Avec des effets potentiellement aussi négatifs, "cette réforme ne va pas tenir dans le temps", juge Gilles Carrez. Pour améliorer les choses, il faudra "que l'administration suive, comme le lait sur le feu, la question de la dynamique", conseille-t-il. Via le Comité des finances locales, les élus devront être, selon lui, étroitement associés à ce chantier.

Pour sa part, l'ADCF plaide en faveur d’une affectation de la taxe foncière départementale au "bloc" communes-communauté. Une option que le gouvernement et le Parlement n'ont pas retenue, au grand dam de l’association d’élus. Celle-ci observe que, dans ce cas de figure, les territoires surcompensés sont peu nombreux et que les montants en jeu sont faibles.

Pacte financier et fiscal

Dans un tel scénario, les communes et l'intercommunalité pourraient définir des "clés de partage" des recettes de foncier bâti, adaptées aux réalités locales. La communauté d’agglomération de Lisieux (Calvados) a montré l’exemple, il y a déjà plusieurs années, en affectant 80% des recettes de la taxe foncière à l’intercommunalité et 20% aux communes. Une décision motivée par un souci d’"équité", selon le président, Jean-Paul Soulbieu. Sans cette règle inscrite dans le pacte financier et fiscal, une commune rurale de l’agglomération aurait ainsi capté la totalité des recettes de taxe foncière (1 million d’euros par an) provenant de l’implantation d’un gros équipement commercial.

En Meurthe-et-Moselle, le partage des recettes de taxe foncière a eu pour but de fournir des marges de manœuvre à la communauté de communes du Bassin de Pompey. Elle a ainsi pu financer de nouveaux transferts de compétences. Concrètement, dans le cadre du pacte financier et fiscal, les 13 communes membres ont accepté de baisser de 4 points le taux de la taxe sur le foncier bâti. Ce qui a permis à l'intercommunalité d'augmenter son taux d'autant. Bien que neutre pour les contribuables, l’opération a "fait un peu grincer des dents", reconnaît Laurent Trogrlic, le président de la communauté. Qui, avec ses collègues, a dû se livrer à un travail d’explication.

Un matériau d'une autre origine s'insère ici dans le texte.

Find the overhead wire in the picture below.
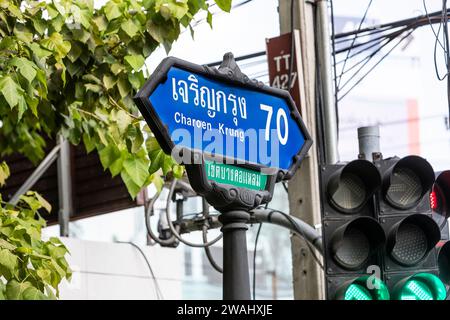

Dans le même esprit que ces dispositifs, une communauté pourrait, à l’avenir, partager une partie de ses recettes de TVA avec une ou des communes, indique l’ADCF. Ce type de fiscalité – que la réforme n’a prévu d’affecter qu’aux intercommunalités – peut, par exemple, jouer un rôle d’"amortisseur " pour des communes en déprise démographique, ou dont l’extension des zones constructibles est gelée par souci environnemental.

L’AdCF souhaite que le gouvernement se saisisse de ses propositions et les inscrive dans le projet de loi de programmation des finances publiques qui doit être présenté au printemps. Lors de la dernière convention nationale de l’association, qui s’est tenue fin octobre, le secrétaire d’Etat auprès du ministre de l’Action et des Comptes publics y avait toutefois opposé une fin de non-recevoir. Le 14 janvier, lors des voeux  de l'ADCF, le même Olivier Dussopt a indiqué qu'il n'était pas exclu d'"envisager des ajustements, des améliorations", mais sans que cela ne vienne modifier l'équilibre général de la réforme.